Sono stata profondamente scossa da questa vostra decisione di
introdurre contenuti militaristi nella scuola superiore italiana e
vi spiegherò anche perché.
Provengo dalla Jugoslavia, precisamente da Belgrado. Faccio parte
della generazione del 1966 e quindi sono stata una pioniera di Tito.

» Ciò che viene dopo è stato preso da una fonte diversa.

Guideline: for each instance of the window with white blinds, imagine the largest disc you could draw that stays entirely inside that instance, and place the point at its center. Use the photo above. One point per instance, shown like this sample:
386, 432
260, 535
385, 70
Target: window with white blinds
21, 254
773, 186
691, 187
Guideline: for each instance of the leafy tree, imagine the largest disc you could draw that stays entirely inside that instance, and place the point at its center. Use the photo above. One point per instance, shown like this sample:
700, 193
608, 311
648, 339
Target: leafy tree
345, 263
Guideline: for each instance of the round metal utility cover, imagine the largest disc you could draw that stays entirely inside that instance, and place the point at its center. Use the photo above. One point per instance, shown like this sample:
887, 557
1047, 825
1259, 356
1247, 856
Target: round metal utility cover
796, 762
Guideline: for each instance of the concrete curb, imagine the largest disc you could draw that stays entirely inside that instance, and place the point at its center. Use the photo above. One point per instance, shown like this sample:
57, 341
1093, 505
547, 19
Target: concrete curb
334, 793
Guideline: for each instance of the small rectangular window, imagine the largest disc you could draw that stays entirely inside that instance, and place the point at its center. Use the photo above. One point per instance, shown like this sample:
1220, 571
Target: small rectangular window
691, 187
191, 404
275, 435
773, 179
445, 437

Il sistema jugoslavo, come anche quello israeliano, avevano adottato
una politica di difesa totale popolare. Essa consisteva, oltre ad
una prontezza a rispondere alla chiamata alle regolari esercitazioni
militari della popolazione e ad un servizio militare di leva
obbligatorio, anche ad una capillare educazione scolastica relativa
alla difesa della patria. Fin dall’ultimo anno delle elementari
c’era nei programmi scolastici, a livello nazionale, in tutte le
repubbliche e regioni autonome della Jugoslavia, una materia
denominata “Primo soccorso” per poi passare all’ultimo anno delle
medie alla “Difesa totale popolare e protezione civile”. Prima,
però, dovevamo superare gli anni del “Primo soccorso”: dalle
tecniche per estrarre il veleno di un morso di serpente, alla famosa
fasciatura di Esmark, la respirazione bocca a bocca, il massaggio
cardiaco e così via…
Ci
piaceva moltissimo questa materia, lo devo ammettere, ci
dava il senso dell’avventura, ci divertivamo un sacco a fasciarci a
vicenda e simulare storielle, con sghignazzate che accompagnavano il
tutto.
Tutti
però, aspettavamo il momento più importante, l’uso del
fucile.
E ci fu anche questo. Ci esercitavamo con il Mauser M-48, un vecchio
fucile, del peso di 4 kg e lungo circa 1 metro. Era di produzione
jugoslava ed era il più venduto in assoluto nei vari paesi amici che
al loro interno si scannavano. Ma al tempo noi questo non lo
sapevamo. Non sapevamo che il nostro benessere dipendeva anche da
quelle armi vendute e con le quali gli altri si massacravano. Anni
dopo lo abbiamo scoperto a nostre spese…gli altri avrebbero
costruito il loro benessere sulla nostra di pelle e la ruota della
fortuna continuava a girare…
Non so se ci sembrava di giocare a partigiani e nazisti, gioco che
abbiamo sempre fatto da bambini, solo che stavolta lo si faceva con
fucili veri, ma mi ricordo che ci piaceva.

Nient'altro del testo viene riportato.